Fed Aims to Bring Elevated Inflation Under Control: Cleveland Fed President

Fed Aims to Bring Elevated Inflation Under Control: Cleveland Fed President
Cleveland Federal Reserve President and CEO Loretta Mester gives her keynote address at the 2014 Financial Stability Conference in Washington, on Dec. 5, 2014. Gary Cameron/Reuters
Reuters
Updated:

The Federal Reserve’s aim is to raise rates quickly enough to bring down inflation without pushing the U.S. economy into recession or damaging the strong jobs market, Cleveland Federal Reserve Bank President Loretta Mester signaled on Thursday.

“Currently, labor markets in the U.S. are very tight and inflation is very elevated,” Mester said in remarks prepared for delivery at the University of Akron in Ohio. “Our intent is to reduce accommodation at the pace necessary to bring demand into better balance with constrained supply in order to get inflation under control while sustaining the expansion in economic activity and healthy labor markets.”

The Fed last month delivered the first in what is expected to be a series of interest rate increases this year and into next to bring down 40-year high inflation. The U.S. unemployment rate is at 3.6 percent, only slightly above the pre-pandemic level, and job openings are at near-record levels. Fed policymakers say those figures suggest labor markets can stay strong even as borrowing costs rise.

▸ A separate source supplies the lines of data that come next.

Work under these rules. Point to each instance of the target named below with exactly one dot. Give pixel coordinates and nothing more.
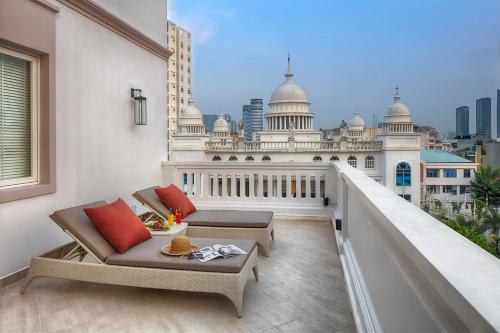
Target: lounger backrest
(76, 221)
(149, 197)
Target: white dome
(289, 91)
(357, 121)
(192, 111)
(221, 125)
(398, 109)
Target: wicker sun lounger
(226, 224)
(142, 265)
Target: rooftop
(301, 289)
(440, 156)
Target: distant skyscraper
(462, 120)
(178, 74)
(483, 116)
(253, 117)
(498, 113)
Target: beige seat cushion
(210, 218)
(76, 221)
(148, 254)
(230, 218)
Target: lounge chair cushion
(230, 218)
(148, 254)
(172, 197)
(76, 221)
(209, 218)
(119, 225)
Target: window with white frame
(18, 118)
(370, 162)
(353, 161)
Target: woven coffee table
(175, 230)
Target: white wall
(147, 16)
(101, 154)
(406, 271)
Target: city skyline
(355, 64)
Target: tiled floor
(301, 289)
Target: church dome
(192, 112)
(398, 109)
(221, 125)
(289, 91)
(357, 121)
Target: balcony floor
(301, 289)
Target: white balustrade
(300, 146)
(297, 189)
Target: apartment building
(446, 177)
(178, 76)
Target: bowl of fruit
(157, 225)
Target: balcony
(403, 269)
(349, 255)
(292, 146)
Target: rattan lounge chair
(143, 264)
(226, 224)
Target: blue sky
(346, 54)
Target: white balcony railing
(292, 146)
(297, 189)
(404, 270)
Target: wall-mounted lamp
(140, 110)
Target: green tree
(486, 186)
(489, 221)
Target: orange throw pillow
(119, 225)
(174, 198)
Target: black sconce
(140, 110)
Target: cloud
(200, 18)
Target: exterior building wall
(253, 117)
(179, 76)
(101, 154)
(283, 136)
(441, 181)
(483, 116)
(462, 121)
(397, 149)
(498, 113)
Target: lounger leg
(238, 304)
(256, 273)
(26, 284)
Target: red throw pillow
(119, 225)
(174, 198)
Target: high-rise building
(498, 113)
(483, 116)
(462, 120)
(178, 75)
(253, 120)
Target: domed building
(357, 127)
(189, 142)
(397, 119)
(289, 112)
(221, 130)
(191, 120)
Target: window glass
(432, 173)
(18, 128)
(403, 174)
(450, 173)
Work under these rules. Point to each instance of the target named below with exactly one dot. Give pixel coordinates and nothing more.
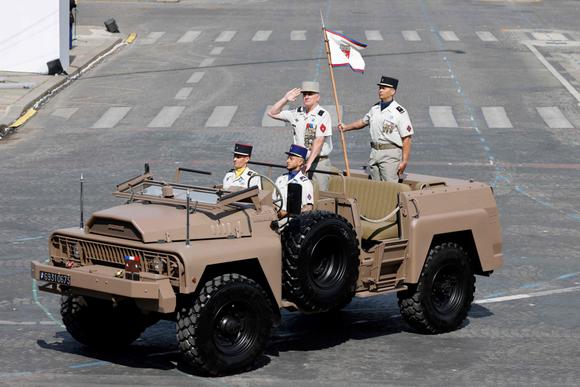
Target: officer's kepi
(243, 149)
(297, 150)
(389, 82)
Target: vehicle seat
(376, 199)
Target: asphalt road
(492, 89)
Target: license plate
(61, 279)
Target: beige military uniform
(388, 127)
(230, 180)
(308, 126)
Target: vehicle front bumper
(152, 291)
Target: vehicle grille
(83, 252)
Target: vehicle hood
(158, 222)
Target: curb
(29, 111)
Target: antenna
(82, 223)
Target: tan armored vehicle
(221, 265)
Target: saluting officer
(391, 131)
(240, 175)
(312, 128)
(294, 162)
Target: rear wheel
(439, 302)
(101, 323)
(226, 327)
(320, 261)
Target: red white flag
(344, 51)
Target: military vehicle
(223, 266)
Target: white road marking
(442, 117)
(152, 38)
(166, 117)
(554, 118)
(65, 113)
(411, 36)
(373, 35)
(196, 77)
(298, 35)
(528, 295)
(270, 122)
(206, 62)
(496, 117)
(549, 36)
(183, 93)
(554, 72)
(225, 36)
(221, 116)
(261, 36)
(448, 36)
(189, 37)
(111, 117)
(486, 36)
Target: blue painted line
(89, 364)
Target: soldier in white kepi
(391, 133)
(294, 162)
(240, 175)
(312, 128)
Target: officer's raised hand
(291, 95)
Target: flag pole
(336, 104)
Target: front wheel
(439, 302)
(226, 327)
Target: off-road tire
(102, 324)
(321, 261)
(226, 327)
(439, 302)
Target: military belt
(379, 146)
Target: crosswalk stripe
(261, 36)
(189, 37)
(486, 36)
(183, 93)
(448, 36)
(554, 118)
(111, 117)
(496, 117)
(206, 62)
(298, 35)
(166, 117)
(411, 36)
(549, 36)
(65, 113)
(442, 117)
(269, 122)
(151, 38)
(225, 36)
(221, 116)
(373, 35)
(196, 77)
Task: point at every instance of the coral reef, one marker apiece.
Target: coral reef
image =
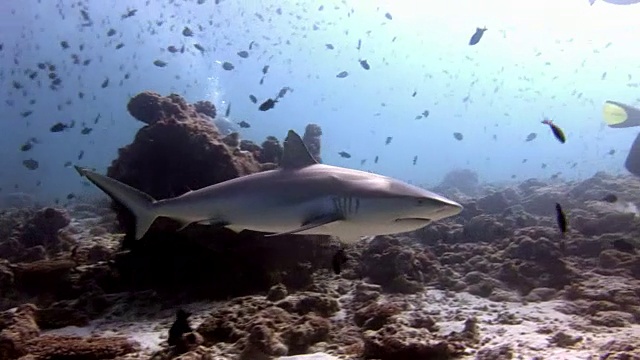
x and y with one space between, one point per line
180 150
499 274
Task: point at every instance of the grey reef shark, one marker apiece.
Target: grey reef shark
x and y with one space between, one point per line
301 197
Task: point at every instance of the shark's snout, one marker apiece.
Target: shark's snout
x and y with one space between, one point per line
441 208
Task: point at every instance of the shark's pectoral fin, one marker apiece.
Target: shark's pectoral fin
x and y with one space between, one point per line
349 239
183 225
312 223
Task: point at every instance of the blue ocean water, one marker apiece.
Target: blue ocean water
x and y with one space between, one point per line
560 59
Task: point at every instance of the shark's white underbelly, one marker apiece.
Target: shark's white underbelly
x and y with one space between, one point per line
277 219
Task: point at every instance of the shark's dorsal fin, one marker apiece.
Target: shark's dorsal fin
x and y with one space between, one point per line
295 154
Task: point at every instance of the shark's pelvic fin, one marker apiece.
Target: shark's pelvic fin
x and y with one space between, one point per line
139 203
312 223
295 154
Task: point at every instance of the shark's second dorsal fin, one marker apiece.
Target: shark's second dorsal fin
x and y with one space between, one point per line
295 154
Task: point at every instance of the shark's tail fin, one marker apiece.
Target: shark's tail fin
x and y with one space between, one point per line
139 203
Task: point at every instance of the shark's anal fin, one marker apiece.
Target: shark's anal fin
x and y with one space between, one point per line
312 223
349 239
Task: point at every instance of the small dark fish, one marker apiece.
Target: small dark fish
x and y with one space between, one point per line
179 327
561 219
338 260
26 146
557 132
129 13
58 127
623 246
283 92
267 105
477 36
187 32
31 164
160 63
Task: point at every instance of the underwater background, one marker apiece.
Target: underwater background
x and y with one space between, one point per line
523 117
557 59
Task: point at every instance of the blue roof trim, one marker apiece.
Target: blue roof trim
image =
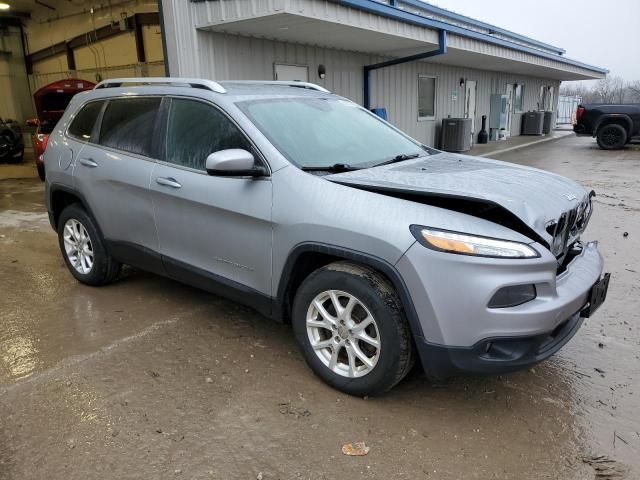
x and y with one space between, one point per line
478 23
395 13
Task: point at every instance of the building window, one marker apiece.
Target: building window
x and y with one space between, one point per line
426 97
547 97
518 98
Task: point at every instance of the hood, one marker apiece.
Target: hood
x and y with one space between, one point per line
537 198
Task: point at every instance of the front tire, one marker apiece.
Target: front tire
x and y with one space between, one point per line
83 248
612 137
350 326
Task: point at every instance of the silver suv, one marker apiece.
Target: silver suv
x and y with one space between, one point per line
312 210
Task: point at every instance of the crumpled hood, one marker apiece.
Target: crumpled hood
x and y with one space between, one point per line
535 196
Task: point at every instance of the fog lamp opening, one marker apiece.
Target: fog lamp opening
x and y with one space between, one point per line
512 296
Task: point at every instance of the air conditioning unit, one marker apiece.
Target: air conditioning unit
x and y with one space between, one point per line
456 134
532 123
546 125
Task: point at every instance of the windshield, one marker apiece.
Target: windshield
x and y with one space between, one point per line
320 132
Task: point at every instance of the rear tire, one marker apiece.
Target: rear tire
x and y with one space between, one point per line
339 344
612 137
83 248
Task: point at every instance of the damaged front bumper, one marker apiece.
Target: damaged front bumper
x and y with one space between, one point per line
460 333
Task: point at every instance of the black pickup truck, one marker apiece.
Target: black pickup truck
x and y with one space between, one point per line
613 125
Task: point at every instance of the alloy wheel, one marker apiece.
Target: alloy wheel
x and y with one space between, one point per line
343 334
77 246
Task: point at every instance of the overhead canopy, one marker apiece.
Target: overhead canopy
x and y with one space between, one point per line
380 29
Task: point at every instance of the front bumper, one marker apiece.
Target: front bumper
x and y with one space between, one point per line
496 355
460 333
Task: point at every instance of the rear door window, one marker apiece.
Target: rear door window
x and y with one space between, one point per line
195 130
128 124
81 126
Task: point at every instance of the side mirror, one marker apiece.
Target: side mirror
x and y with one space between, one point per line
233 162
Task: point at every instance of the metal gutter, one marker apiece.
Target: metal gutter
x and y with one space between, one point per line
394 13
441 50
478 23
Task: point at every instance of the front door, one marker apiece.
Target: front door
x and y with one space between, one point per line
214 232
291 73
112 172
470 105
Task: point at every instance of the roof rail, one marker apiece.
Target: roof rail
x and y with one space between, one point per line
174 81
307 85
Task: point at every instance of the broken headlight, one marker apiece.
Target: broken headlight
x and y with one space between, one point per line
465 244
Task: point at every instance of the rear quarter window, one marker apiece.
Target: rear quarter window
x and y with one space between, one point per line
128 124
82 125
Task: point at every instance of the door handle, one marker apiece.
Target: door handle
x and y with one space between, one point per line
88 162
168 182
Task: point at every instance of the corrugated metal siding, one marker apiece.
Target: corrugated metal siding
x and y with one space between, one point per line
221 11
228 57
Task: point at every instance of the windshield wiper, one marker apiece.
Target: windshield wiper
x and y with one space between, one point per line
336 167
398 158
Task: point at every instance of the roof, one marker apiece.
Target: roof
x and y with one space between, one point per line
392 29
465 27
456 18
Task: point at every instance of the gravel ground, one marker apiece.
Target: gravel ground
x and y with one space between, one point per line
147 378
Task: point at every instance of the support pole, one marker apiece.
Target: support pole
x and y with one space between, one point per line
441 50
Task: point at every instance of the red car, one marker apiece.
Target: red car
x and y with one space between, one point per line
51 101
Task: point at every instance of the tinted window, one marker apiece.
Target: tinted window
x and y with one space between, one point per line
196 130
82 125
127 124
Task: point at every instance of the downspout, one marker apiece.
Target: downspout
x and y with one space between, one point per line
441 50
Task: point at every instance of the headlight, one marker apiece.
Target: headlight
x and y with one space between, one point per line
465 244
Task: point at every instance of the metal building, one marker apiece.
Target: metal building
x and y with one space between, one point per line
419 62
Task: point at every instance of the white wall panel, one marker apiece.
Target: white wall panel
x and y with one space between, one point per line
229 57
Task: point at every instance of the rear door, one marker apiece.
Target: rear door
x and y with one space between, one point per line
215 230
113 170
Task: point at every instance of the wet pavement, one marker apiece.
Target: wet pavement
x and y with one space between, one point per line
147 378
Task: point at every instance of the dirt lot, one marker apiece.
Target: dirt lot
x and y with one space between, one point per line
150 379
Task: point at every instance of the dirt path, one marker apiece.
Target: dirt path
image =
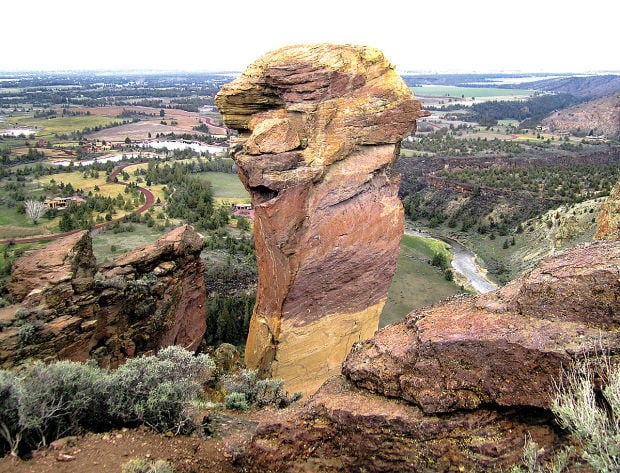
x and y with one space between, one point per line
220 449
150 200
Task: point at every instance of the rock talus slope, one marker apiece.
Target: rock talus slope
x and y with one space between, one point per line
457 387
320 127
151 297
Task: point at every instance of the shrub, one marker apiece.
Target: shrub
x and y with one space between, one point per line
61 398
595 427
137 465
44 402
236 401
158 390
10 432
258 392
26 334
590 414
22 313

Mester has previously said she supports using bigger than usual half-point rate hikes to lift borrowing costs quickly, to about 2.5 percent by the end of the year. She also supports getting an early start on reducing the Fed’s balance sheet to put further downward pressure on inflation.

She did not provide fresh details on her view of how fast the Fed should raise interest rates or on the outlook for the economy in Thursday’s speech, which was largely focused on workforce development, including how to build better programs and evaluate them adequately.